Eliezer believes that, in these particular cases, it’s very likely we will get optimal behavior (we won’t get trapped priors, nor commitment races). I disagree, and that’s what I argue in the post.
If by “predictable in advance” you mean “from the updateless agent’s prior”, then nope! Updatelessness maximizes EV from the prior, so it will do whatever looks best from this perspective. If that’s what you want, then updatelessness is for you! The problem is, we have many pro tanto reasons to think this is not a good representation of rational decision-making in reality, nor the kind of cognition that survives for long in reality. Because of considerations about “the world being so complex that your prior will be missing a lot of stuff”. And in particular, multi-agentic scenarios are something that makes this complexity sky-rocket.
Of course, you can say “but that consideration will also be included in your prior”. And that does make the situation better. But eventually your prior needs to end. And I argue, that’s much before you have all the necessary information to confidently commit to something forever (but other people might disagree with this).
Got it, thank you!
It seems like trapped priors and commitment races are exactly the sort of cognitive dysfunction that updatelessness would solve in generality.
My understanding is that trapped priors are a symptom of a dysfunctional epistemology, which over-weights prior beliefs when updating on new observations. This results in an agent getting stuck, or even getting more and more confident in their initial position, regardless of what observations they actually make.
Similarly, commitment races are the result of dysfunctional reasoning that regards accurate information about other agents as hazardous.

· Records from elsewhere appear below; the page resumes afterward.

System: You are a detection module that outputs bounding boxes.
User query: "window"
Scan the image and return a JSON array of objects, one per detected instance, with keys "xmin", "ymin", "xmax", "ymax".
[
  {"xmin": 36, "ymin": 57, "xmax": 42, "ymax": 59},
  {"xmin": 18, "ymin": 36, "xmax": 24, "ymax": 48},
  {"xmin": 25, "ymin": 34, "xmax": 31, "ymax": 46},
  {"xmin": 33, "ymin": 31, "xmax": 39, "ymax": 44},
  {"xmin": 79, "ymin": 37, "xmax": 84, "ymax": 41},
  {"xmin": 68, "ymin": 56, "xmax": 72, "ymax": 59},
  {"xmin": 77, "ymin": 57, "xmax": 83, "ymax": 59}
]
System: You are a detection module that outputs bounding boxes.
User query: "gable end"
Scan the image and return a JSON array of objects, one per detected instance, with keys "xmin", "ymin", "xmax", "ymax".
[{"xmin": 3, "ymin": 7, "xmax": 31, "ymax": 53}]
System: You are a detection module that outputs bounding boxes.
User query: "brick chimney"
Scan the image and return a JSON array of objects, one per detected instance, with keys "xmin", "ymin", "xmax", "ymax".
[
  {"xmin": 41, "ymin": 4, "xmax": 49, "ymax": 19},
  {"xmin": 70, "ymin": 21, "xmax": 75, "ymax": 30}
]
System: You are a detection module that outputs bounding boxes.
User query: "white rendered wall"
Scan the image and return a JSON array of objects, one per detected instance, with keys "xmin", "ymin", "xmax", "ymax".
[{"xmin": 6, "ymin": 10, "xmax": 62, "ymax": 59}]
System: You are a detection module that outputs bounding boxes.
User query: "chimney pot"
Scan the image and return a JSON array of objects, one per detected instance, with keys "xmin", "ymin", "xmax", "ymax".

It seems like the consensus is that updatelessness is the general solution to infohazards.
My current model of an “updateless decision procedure”, approximated on a real computer, is something like “a policy which is continuously optimized, as an agent has more time to think, and the agent always acts according to the best policy it’s found so far.” And I like the model you use in your report, where an ecosystem of participants collectively optimize a data structure used to make decisions.
Since updateless agents use a fixed optimization criterion for evaluating policies, we can use something like an optimization market to optimize an agent’s policy. It seems easy to code up traders that identify “policies produced by (approximations of) Bayesian reasoning”, which I suspect won’t be subject to trapped priors.
So updateless agents seem like they should be able to do at least as well as updateful agents. Because they can identify updateful policies, and use those if they seem optimal. But they can also use different reasoning to identify policies like “pay Paul Ekman to drive you out of the desert”, and automatically adopt those when they lead to higher EV than updateful policies.
I suspect that the generalization of updatelessness to multi-agent scenarios will involve optimizing over the joint policy space, using a social choice theory to score joint policies. If agents agree at the meta level about “how conflicts of interest should be resolved”, then that seems like a plausible route for them to coordinate on socially optimal joint policies.
I think this approach also avoids the sky-rocketing complexity problem, if I understand the problem you’re pointing to. (I think the problem you’re pointing to involves trying to best-respond to another agent’s cognition, which gets more difficult as that agent becomes more complicated.)